Each of us could be a potential organ or tissue donor and save the lives of those in need of a transplant. For example, stem cells contained in bone marrow could help in treating people with blood disorders.
However, while almost 4,500 Canadians currently are on waiting lists for organ donations, almost one-third will never receive them.
So what will it take to get more potential donors to make the commitment?
“Our current laws are looking antiquated,” he says.
Prof. Caulfield, Canada Research Chair in Health Law and Policy at the University of Alberta, is studying policy options that could increase the number of donations.
If Canada is falling behind the United States and the European Union, then a “legislative rethinking seems warranted,” he writes.
Prof.
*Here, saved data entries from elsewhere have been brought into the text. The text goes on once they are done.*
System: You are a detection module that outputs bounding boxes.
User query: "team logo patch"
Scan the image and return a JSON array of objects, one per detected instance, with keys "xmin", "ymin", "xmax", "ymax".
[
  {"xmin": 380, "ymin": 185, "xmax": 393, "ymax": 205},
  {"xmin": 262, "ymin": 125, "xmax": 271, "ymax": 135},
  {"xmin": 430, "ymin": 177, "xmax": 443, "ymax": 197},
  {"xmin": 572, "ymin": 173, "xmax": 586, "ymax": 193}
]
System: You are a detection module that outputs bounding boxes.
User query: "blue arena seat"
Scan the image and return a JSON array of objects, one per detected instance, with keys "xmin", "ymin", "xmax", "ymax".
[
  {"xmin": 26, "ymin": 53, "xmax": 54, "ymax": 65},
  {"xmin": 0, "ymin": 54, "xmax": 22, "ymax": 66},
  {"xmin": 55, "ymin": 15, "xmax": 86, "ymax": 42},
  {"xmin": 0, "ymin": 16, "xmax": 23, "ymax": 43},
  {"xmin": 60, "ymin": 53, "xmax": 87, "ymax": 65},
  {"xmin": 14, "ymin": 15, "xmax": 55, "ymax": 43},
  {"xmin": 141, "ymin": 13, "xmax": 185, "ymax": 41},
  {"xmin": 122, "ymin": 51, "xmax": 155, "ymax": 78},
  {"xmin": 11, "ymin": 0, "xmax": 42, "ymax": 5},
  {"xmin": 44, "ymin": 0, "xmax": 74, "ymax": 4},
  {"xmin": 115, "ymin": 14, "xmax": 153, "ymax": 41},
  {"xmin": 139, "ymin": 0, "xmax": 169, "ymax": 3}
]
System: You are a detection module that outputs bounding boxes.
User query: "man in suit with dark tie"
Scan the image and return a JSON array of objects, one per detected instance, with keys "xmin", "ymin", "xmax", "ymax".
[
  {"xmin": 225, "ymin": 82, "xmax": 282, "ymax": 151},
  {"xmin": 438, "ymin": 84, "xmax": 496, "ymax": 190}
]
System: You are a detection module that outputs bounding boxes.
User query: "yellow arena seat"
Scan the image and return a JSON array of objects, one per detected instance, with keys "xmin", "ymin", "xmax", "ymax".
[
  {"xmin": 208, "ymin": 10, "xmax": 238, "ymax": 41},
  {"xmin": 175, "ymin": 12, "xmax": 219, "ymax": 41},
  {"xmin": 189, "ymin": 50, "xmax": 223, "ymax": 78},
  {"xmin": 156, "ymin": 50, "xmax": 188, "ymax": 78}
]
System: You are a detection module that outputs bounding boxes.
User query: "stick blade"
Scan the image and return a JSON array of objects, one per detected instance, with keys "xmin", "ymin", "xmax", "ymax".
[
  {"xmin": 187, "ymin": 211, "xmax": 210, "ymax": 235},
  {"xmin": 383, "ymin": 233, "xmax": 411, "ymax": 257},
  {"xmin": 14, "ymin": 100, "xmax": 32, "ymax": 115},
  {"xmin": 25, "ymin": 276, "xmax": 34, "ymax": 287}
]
Caulfield acknowledges that many approaches to increase donations come with considerable controversy. For example, offering financial incentives for donations can turn the process into a for-profit enterprise, with some people donating their organs only to get a financial award. He cites concerns that poorly a devised incentive system “runs an enormous risk of exploiting the most vulnerable and poorest members of our society.”
But the current “ban everything” approach just isn’t working, he writes.
“We need organ donation legislation that will allow innovative and ethically acceptable strategies to be tested and implemented,” he says. To do that, we need evidence-based answers to questions such as “Will a closely regulated, domestic incentive system necessarily result in exploitation?”